The string benchmark of the BinaryFormatterByteConverter looks like this:
...
[GlobalSetup(Target = nameof(BinaryFormatterByteConverterBenchmark))]
public void Setup_BinaryFormatterByteConverter()
{
Converter = new BinaryFormatterByteConverter<string>();
TestString = GetTestString();
}
[Benchmark(Baseline = true, Description = "BinaryFormatter")]
public void BinaryFormatterByteConverterBenchmark()
{
var bytes = Converter.GetBytes(TestString);
}
...When running the benchmark code on my machine, the following results are produced:
BenchmarkDotNet=v0.11.5, OS=macOS Mojave 10.14.5 (18F203) [Darwin 18.6.0]
Intel Core i7-8850H CPU 2.60GHz (Coffee Lake), 1 CPU, 12 logical and 6 physical cores
.NET Core SDK=2.2.300
[Host] : .NET Core 2.2.5 (CoreCLR 4.6.27617.05, CoreFX 4.6.27618.01), 64bit RyuJIT
Job-UNMZYR : .NET Core 2.2.5 (CoreCLR 4.6.27617.05, CoreFX 4.6.27618.01), 64bit RyuJIT
Runtime=Core Toolchain=netcoreapp2.1
| Method | StringLength | Mean | Error | StdDev | Ratio | Rank | Gen 0 | Gen 1 | Gen 2 | Allocated |
|---|---|---|---|---|---|---|---|---|---|---|
| Marshal | 100 | 32.24 ns | 0.6299 ns | 0.5892 ns | 0.03 | 1 | 0.0474 | - | - | 224 B |
| UTF8 | 100 | 74.14 ns | 0.2456 ns | 0.2177 ns | 0.06 | 2 | 0.0271 | - | - | 128 B |
| MessagePack | 100 | 100.74 ns | 0.4471 ns | 0.4183 ns | 0.08 | 3 | 0.0271 | - | - | 128 B |
| Unicode | 100 | 118.63 ns | 0.7008 ns | 0.6212 ns | 0.10 | 4 | 0.0474 | - | - | 224 B |
| JSON | 100 | 487.11 ns | 2.8129 ns | 2.4936 ns | 0.41 | 5 | 0.3386 | - | - | 1600 B |
| ProtoBuf | 100 | 737.57 ns | 6.1722 ns | 5.4715 ns | 0.62 | 6 | 0.1450 | - | - | 688 B |
| BinaryFormatter | 100 | 1,188.71 ns | 12.7686 ns | 11.3190 ns | 1.00 | 7 | 0.6008 | - | - | 2840 B |
BenchmarkDotNet=v0.11.5, OS=macOS Mojave 10.14.5 (18F203) [Darwin 18.6.0]
Intel Core i7-8850H CPU 2.60GHz (Coffee Lake), 1 CPU, 12 logical and 6 physical cores
.NET Core SDK=2.2.300
[Host] : .NET Core 2.2.5 (CoreCLR 4.6.27617.05, CoreFX 4.6.27618.01), 64bit RyuJIT
Job-UNMZYR : .NET Core 2.2.5 (CoreCLR 4.6.27617.05, CoreFX 4.6.27618.01), 64bit RyuJIT
Runtime=Core Toolchain=netcoreapp2.1
| Method | Mean | Error | StdDev | Ratio | Rank | Gen 0 | Gen 1 | Gen 2 | Allocated |
|---|---|---|---|---|---|---|---|---|---|
| ProtoBuf | 3.188 μs | 0.0123 μs | 0.0115 μs | 0.03 | 1 | 0.4959 | - | - | 2.29 KB |
| MessagePack | 3.859 μs | 0.0321 μs | 0.0300 μs | 0.03 | 2 | 0.3662 | - | - | 1.7 KB |
| JSON | 26.522 μs | 0.2068 μs | 0.1833 μs | 0.23 | 3 | 1.8616 | - | - | 8.66 KB |
| BinaryFormatter | 116.973 μs | 0.4336 μs | 0.3621 μs | 1.00 | 4 | 9.0332 | - | - | 41.67 KB |
The performance comparison of the implementations of IByteConverter<T>, where T is string,
has a clear winner: Marshal.
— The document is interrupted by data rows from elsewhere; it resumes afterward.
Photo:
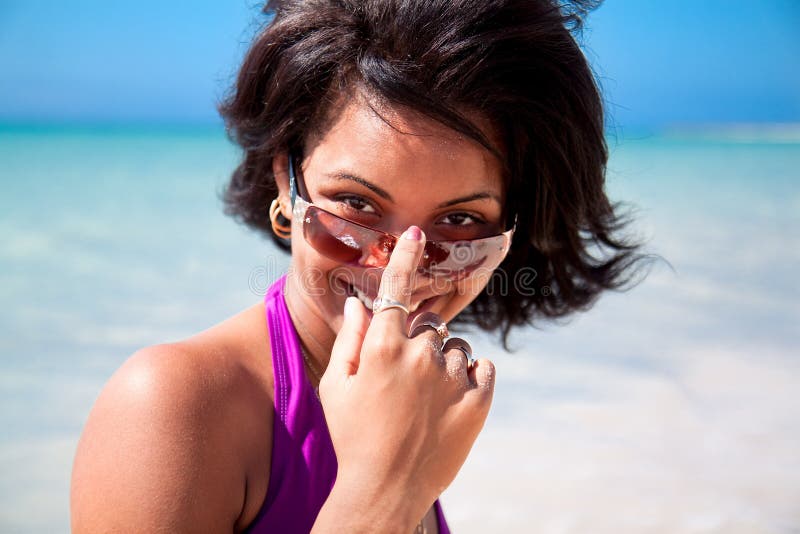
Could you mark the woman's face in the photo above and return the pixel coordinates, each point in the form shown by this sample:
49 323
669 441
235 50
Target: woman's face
390 173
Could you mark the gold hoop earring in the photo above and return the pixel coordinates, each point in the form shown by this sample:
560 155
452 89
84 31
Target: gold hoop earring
281 230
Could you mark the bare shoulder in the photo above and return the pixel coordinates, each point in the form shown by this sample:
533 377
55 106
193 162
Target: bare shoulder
180 437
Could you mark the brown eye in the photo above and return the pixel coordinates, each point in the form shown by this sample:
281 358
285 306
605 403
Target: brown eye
460 219
356 204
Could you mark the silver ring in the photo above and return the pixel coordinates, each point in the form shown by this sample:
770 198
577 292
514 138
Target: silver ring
463 346
430 320
383 303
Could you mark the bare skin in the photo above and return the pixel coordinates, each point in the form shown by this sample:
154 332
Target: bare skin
180 439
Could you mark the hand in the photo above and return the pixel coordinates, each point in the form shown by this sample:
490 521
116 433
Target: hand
402 415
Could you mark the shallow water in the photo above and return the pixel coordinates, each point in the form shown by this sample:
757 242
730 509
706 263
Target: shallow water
668 408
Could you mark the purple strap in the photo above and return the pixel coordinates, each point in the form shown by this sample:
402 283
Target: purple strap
303 466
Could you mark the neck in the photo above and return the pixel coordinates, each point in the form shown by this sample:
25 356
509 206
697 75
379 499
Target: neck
315 335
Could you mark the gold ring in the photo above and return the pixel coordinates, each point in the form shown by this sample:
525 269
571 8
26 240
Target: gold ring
430 320
463 346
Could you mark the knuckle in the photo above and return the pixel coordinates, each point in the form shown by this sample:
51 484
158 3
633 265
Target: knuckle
381 346
394 278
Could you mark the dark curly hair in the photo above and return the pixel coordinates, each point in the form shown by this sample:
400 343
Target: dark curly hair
513 62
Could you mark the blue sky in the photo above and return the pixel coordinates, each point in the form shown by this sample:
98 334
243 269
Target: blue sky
660 63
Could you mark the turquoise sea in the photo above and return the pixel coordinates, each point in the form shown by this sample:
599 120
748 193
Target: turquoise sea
669 408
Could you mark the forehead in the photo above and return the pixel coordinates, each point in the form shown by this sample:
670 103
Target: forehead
403 151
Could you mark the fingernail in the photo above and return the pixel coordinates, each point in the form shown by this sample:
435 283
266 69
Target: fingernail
413 233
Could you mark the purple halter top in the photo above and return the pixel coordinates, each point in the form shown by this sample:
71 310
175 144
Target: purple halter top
303 466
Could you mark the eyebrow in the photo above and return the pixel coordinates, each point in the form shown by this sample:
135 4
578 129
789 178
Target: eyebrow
482 195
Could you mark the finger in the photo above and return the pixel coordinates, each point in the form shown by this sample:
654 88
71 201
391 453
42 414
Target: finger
482 376
345 356
459 355
456 365
397 281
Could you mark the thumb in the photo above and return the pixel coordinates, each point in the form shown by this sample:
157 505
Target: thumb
346 353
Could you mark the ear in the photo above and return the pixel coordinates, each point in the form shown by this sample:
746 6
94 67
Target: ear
280 169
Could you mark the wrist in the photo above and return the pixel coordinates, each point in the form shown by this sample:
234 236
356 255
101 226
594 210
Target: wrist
354 507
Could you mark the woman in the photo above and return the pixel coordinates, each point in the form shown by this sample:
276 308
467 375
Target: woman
426 162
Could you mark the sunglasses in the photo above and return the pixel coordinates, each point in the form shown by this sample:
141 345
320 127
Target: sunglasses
354 244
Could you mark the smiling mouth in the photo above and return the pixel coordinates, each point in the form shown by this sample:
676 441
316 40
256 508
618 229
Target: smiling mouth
367 300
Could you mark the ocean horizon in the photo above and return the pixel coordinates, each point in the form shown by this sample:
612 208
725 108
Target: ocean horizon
671 407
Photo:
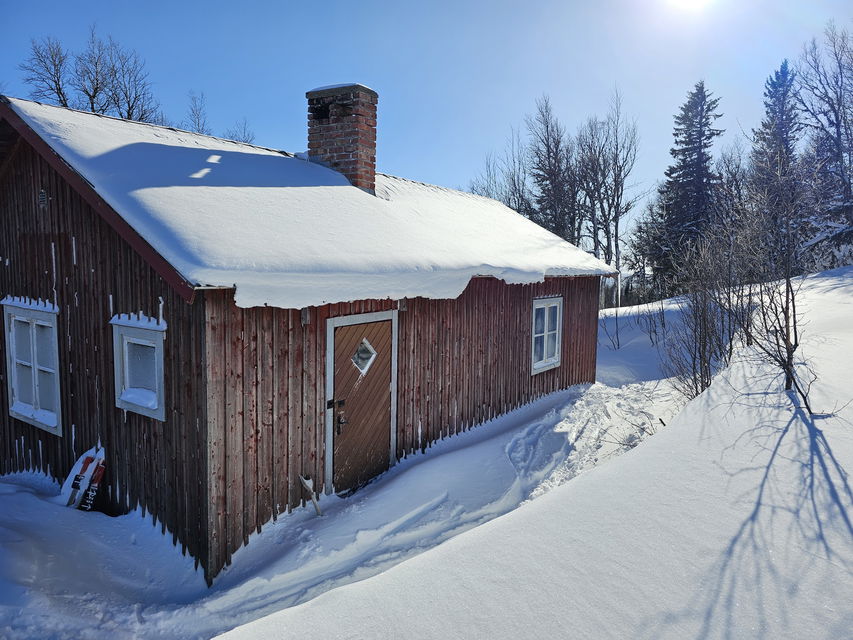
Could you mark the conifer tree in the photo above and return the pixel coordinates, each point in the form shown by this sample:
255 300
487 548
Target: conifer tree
687 195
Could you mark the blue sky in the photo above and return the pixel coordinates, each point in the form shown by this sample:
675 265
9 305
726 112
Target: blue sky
452 76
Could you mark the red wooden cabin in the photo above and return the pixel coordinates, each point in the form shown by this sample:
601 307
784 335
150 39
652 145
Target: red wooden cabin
226 318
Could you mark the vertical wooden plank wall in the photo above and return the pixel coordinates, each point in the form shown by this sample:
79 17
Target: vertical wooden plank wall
67 253
460 363
244 387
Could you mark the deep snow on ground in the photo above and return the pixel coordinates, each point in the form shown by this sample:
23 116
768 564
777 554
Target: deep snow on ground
733 522
69 574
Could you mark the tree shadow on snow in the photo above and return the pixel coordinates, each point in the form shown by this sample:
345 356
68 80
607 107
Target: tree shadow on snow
750 587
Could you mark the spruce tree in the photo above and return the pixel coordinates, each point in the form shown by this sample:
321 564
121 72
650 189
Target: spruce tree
776 181
775 140
687 194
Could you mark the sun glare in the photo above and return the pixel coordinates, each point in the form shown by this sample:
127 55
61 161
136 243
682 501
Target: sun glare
689 5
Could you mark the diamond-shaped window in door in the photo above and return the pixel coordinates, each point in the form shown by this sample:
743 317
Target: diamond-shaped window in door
364 356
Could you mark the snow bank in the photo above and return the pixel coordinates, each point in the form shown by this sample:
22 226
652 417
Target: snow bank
291 233
733 522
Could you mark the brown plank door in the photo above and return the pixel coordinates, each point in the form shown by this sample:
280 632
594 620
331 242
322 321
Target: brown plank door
361 419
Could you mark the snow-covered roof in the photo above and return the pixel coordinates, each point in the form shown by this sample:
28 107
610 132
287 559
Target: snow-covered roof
291 233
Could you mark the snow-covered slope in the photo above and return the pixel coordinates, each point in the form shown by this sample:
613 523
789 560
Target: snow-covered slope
291 233
735 522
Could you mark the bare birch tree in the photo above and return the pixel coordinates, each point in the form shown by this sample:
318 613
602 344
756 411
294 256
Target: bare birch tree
197 114
47 70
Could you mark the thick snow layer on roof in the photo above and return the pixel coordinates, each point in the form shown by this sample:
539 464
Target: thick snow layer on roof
290 233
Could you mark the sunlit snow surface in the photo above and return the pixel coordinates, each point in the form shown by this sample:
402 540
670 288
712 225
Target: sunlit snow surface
733 521
291 233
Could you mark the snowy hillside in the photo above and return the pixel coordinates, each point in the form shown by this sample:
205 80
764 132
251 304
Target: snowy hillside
733 521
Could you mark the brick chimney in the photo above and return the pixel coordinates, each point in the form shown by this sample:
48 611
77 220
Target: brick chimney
342 131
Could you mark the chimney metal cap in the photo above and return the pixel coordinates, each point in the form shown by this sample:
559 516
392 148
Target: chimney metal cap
337 89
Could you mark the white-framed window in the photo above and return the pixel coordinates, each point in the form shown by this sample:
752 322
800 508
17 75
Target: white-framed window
138 363
547 333
32 363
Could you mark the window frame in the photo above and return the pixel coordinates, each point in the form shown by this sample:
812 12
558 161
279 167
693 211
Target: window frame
34 314
150 336
546 364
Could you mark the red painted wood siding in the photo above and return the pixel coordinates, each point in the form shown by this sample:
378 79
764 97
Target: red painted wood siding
157 467
460 363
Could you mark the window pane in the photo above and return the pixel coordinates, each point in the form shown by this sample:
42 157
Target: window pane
552 345
45 353
23 349
363 356
539 320
552 318
141 367
538 348
47 391
24 383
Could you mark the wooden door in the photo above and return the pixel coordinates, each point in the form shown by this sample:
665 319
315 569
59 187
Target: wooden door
361 422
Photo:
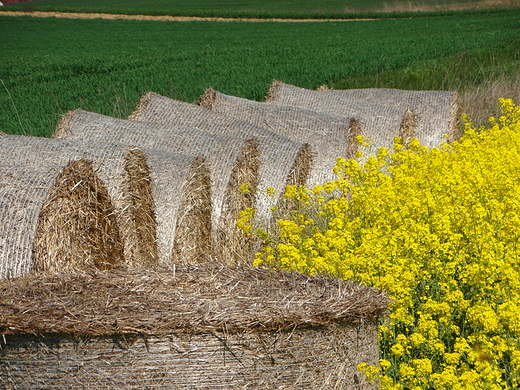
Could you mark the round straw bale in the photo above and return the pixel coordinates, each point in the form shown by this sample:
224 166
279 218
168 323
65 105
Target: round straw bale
145 207
329 135
204 326
438 112
377 122
231 160
77 228
55 217
282 161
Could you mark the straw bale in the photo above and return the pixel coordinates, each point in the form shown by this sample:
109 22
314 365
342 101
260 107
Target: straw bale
194 225
231 159
378 123
77 228
408 129
55 217
329 135
145 209
282 161
200 327
438 112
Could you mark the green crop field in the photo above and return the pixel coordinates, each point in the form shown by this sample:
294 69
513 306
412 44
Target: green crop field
254 8
50 66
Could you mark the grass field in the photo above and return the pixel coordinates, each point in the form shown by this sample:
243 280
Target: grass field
54 65
261 8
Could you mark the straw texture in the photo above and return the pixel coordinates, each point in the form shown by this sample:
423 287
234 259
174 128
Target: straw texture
77 228
228 156
55 217
146 210
329 135
203 327
282 161
437 112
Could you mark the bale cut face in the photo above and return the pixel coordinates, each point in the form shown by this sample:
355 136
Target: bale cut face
231 160
55 218
124 172
329 135
377 122
282 161
208 326
77 228
437 112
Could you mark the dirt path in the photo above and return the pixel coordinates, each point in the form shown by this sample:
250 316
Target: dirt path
77 15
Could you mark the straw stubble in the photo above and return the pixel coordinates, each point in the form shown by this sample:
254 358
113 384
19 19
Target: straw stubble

It comes as no surprise that Marshal is the winner,
as copying the string directly from memory should be very fast. The surprise lies in how much faster it is: It uses only 3% of the time used by BinaryFormatter (the absolute loser in both benchmarks) for converting a string to bytes!
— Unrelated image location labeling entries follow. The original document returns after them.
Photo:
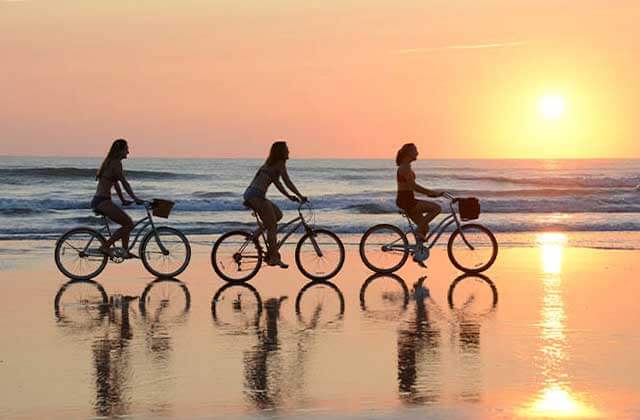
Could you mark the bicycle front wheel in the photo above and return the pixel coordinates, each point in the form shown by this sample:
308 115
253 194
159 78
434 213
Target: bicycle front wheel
78 254
165 252
320 254
384 248
236 256
472 248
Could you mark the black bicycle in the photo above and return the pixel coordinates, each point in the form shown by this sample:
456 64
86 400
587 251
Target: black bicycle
472 247
237 256
165 251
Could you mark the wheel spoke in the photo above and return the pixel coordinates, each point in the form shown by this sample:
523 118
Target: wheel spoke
383 248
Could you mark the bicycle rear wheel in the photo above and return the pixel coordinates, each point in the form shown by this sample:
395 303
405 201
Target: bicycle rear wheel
320 254
477 253
236 256
81 304
165 300
384 248
165 253
77 254
319 304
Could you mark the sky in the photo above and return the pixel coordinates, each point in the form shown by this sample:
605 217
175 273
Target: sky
335 78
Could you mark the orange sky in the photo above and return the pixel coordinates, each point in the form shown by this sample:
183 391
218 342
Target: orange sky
335 78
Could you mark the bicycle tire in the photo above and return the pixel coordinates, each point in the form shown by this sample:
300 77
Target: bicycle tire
145 258
459 265
248 238
306 270
58 250
367 261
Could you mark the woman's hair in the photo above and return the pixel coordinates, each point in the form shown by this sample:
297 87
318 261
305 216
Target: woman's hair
115 151
278 152
402 153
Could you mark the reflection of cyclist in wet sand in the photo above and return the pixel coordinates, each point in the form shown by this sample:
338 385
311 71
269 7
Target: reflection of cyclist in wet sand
420 211
255 196
111 174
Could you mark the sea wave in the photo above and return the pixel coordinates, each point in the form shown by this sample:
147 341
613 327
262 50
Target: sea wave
50 173
358 204
355 228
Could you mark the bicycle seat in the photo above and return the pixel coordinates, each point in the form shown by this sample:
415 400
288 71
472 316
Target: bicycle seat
248 205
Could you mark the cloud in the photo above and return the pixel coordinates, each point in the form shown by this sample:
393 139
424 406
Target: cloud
459 47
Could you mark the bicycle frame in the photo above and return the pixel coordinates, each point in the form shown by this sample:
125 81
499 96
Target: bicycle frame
144 223
297 222
433 236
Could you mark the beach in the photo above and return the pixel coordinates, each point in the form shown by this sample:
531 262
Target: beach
551 331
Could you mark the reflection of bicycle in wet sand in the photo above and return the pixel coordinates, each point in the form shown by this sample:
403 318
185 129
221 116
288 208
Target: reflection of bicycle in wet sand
237 256
83 303
165 251
239 306
472 247
387 295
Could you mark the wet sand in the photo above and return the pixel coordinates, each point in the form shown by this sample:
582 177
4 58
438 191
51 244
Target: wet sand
551 331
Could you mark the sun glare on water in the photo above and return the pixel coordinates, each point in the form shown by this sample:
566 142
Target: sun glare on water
551 107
For the implementations where T is ComplexType and Marshal therefore cannot be used, ProtoBuf and MessagePack are the clear winners with very comparable performance characteristics, both using about 3% of the time used by BinaryFormatter.
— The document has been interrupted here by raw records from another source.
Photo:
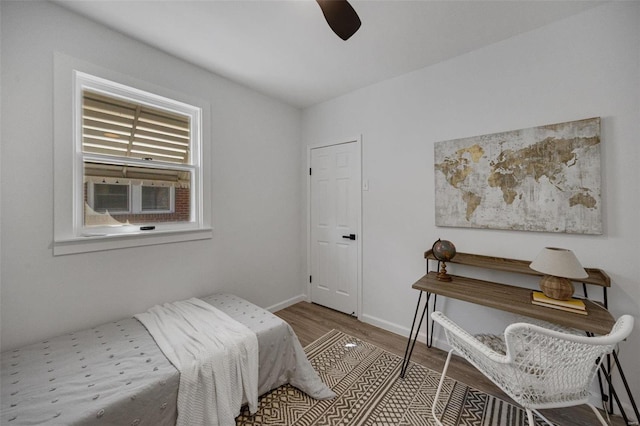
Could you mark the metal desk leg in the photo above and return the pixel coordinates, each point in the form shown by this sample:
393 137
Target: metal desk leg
411 342
429 319
614 394
626 386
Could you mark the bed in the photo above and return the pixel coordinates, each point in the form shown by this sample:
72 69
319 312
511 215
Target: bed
115 374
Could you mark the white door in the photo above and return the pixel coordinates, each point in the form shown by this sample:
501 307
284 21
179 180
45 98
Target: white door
335 224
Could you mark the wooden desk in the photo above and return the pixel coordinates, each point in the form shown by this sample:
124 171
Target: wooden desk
517 300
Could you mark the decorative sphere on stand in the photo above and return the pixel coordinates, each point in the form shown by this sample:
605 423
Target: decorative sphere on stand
443 251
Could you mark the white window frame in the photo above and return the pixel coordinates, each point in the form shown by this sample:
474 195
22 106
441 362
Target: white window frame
71 77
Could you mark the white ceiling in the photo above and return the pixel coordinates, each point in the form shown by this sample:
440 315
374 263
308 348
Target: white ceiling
285 48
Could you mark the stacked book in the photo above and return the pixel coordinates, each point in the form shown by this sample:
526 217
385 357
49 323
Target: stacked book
572 305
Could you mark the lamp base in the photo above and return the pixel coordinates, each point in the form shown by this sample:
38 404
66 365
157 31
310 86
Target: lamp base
556 287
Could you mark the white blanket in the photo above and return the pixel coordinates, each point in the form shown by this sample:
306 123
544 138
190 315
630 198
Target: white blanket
217 358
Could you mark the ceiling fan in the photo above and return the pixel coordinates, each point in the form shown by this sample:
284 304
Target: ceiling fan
341 17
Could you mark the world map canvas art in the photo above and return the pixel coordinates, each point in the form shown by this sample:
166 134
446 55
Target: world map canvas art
543 179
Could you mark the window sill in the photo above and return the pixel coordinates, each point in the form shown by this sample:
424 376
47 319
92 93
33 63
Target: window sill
92 243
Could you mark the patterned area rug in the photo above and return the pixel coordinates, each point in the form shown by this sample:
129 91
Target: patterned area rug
370 392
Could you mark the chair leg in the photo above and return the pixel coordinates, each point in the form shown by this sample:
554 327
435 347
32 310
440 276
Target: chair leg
530 419
544 419
595 410
435 398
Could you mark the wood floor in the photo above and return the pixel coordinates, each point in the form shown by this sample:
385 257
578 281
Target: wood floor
311 321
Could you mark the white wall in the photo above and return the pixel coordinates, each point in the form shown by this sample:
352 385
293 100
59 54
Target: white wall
581 67
256 189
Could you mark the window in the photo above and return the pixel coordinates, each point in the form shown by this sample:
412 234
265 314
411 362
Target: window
131 162
137 153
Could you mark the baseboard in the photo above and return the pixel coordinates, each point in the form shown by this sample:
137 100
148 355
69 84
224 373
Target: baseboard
287 303
403 331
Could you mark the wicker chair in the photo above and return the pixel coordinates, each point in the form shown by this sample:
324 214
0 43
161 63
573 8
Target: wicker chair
541 368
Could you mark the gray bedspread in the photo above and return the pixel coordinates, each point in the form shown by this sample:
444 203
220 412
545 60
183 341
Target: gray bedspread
114 374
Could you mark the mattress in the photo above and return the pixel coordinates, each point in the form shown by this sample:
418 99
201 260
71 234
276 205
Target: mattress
114 374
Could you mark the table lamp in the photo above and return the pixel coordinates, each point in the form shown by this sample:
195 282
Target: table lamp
559 266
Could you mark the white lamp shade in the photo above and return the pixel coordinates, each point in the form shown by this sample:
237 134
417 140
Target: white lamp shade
559 263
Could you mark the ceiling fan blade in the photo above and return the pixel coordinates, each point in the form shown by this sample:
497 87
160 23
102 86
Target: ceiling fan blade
341 17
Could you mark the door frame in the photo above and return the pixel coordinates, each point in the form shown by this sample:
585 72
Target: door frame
358 141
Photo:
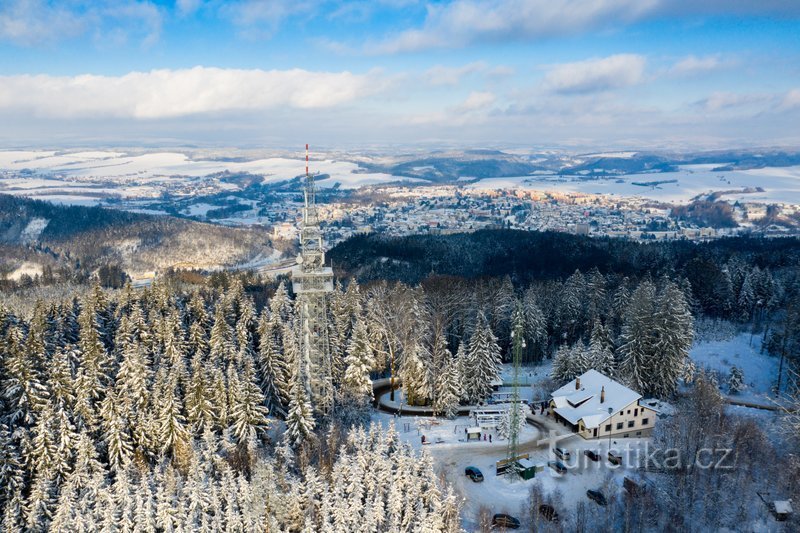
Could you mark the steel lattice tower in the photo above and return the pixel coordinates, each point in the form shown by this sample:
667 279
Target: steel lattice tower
312 281
517 345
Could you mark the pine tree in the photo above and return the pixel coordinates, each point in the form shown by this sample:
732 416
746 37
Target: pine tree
637 343
22 385
271 365
300 419
482 363
675 329
115 433
600 350
359 362
248 413
446 378
736 380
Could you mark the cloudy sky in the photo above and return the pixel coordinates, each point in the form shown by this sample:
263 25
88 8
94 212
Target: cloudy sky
347 74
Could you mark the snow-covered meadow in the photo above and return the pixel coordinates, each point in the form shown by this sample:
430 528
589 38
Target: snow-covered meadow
780 184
It is also worth noting that BinaryFormatter is not only the slowest method, but also by far uses the most memory.
So - when you need to serialize an object to bytes, how should you do it? The overall answer seems to be "anything but BinaryFormatter".
If you need to serialize strings only, you should go with copying the strings directly from memory using Marshal. Otherwise, you should use protobuf-net or MessagePack.